The next SMA/ITAC Think Tank will occur mid-February. Read the next update here.

Posted By: SMA

One response to “Marketing Automation: Losing the Personal Touch?”

  1. Roger Abbott says:

    Regarding blocking cookies, there are ways to detect your “browser fingerprint”, which can often identify you WITHOUT using cookies.

    A web browser sends information about the browser’s environment and capabilities to each web server. This information is used by the web server to send appropriate content. The COMBINATION of all these attributes forms a “browser fingerprint”, which can identify the browser, even without using cookies.

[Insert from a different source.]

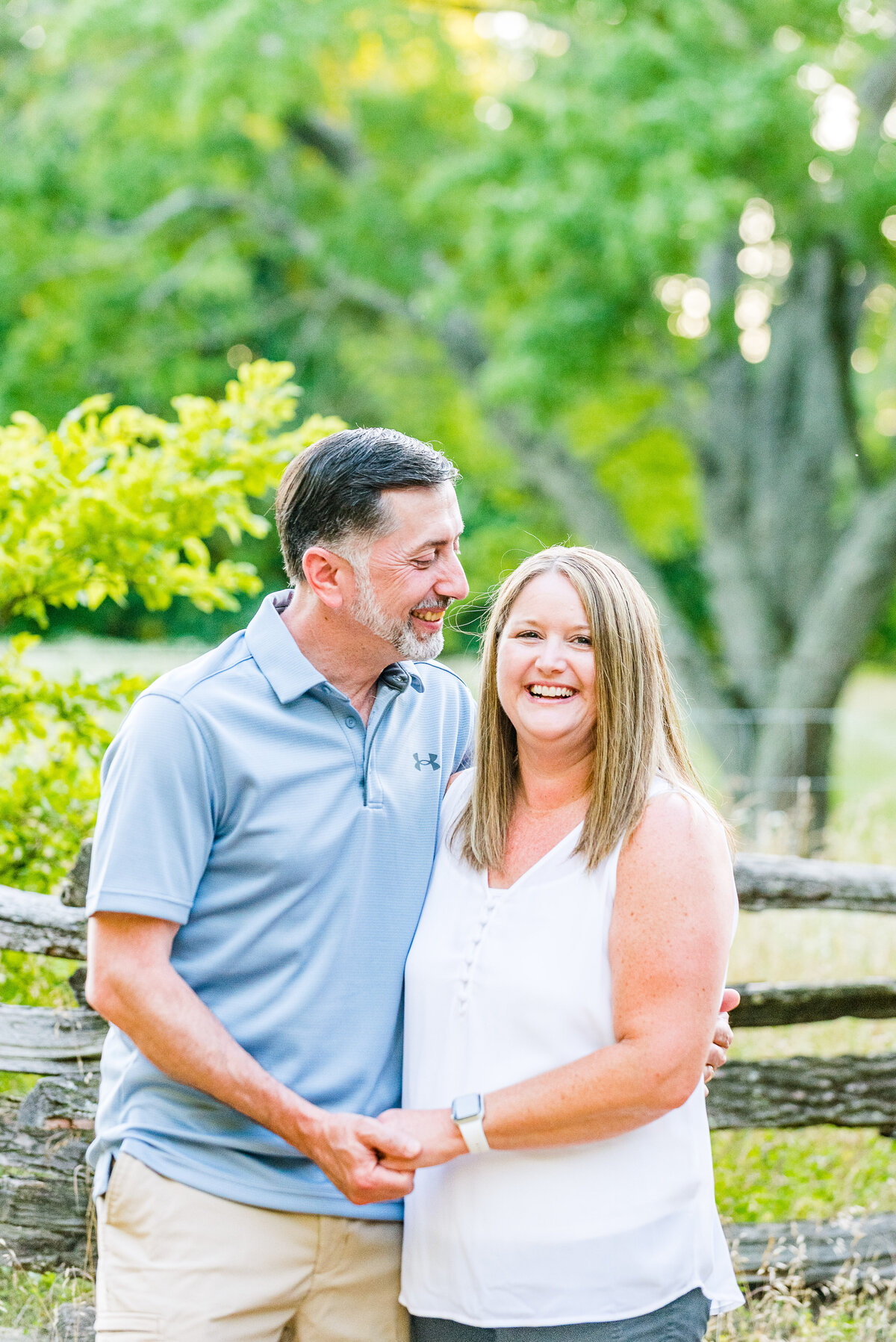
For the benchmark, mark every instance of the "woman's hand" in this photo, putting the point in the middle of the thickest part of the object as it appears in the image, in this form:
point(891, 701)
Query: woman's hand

    The Electronic Frontier Foundation (EFF is a privacy advocacy group) lets you see just how unique you are:
    Test your browser: https://panopticlick.eff.org/
    Good backgrounder: https://panopticlick.eff.org/about

    Another test sites is at:
    http://mybrowserinfo.com/detail.asp?bhcp=1

    The above test site identifies the following attributes that can be discovered and used to (often uniquely) identify a browser:
    Country, Region, City, ISP Name, Operating System, Platform, Internet Browser, Beta Version, Connection Speed, Restrictive Firewall, Local Date/Time, Language, System Language, User Language, Popups Blocked, SSL Support, SSL Enabled, Style Sheet Support, Supports Tables, Table Cell BG Colors, Table Cell BG Images, CDF Support, Color Depth, Supports GZip, Supports Cookies, Cookies Enabled, Supports JavaScript, JavaScript Enabled, JavaScript Version, JavaScript Build, Supports VBScript, Supports ActiveX, ActiveX Enabled, Supports Java, Java Enabled, Java Vendor, Java Version, MS JVM Build, Supports DHTML, Supports Uploads, Supports Frames, Gecko Engine, Screen Dimensions, Browser Dimensions, Supports IFrames, Images Enabled, PNG Support, XML Support, MS XML Parser, Background Sounds, Supports MouseOver, Windows Installer, .NET CLR Installed, MS Media Player, Apple QuickTime, RealPlayer, Adobe Acrobat, Adobe SVG Viewer, Macromedia Flash, Macromedia Director, Macromedia Authorware, Citrix, iPIX Image Viewer, Crystal Reports, Viewpoint, Autodesk MapGuide, NetMeeting Build, Using PDA, WAP Support, Proxy Connection, Font Smoothing, Font Sizing, IE Text Size, and Fonts Installed.

    Because there are so MANY attributes, the combination often results in a unique “fingerprint” to identify a user. This makes it more difficult than cookies, and it is not a guarantee of uniqueness, but it can be done.

    There ARE ways to block a lot of this information from being sent, but very few people do that and it makes the user experience worse to do so. See the backgrounder in the EFF link above for more info.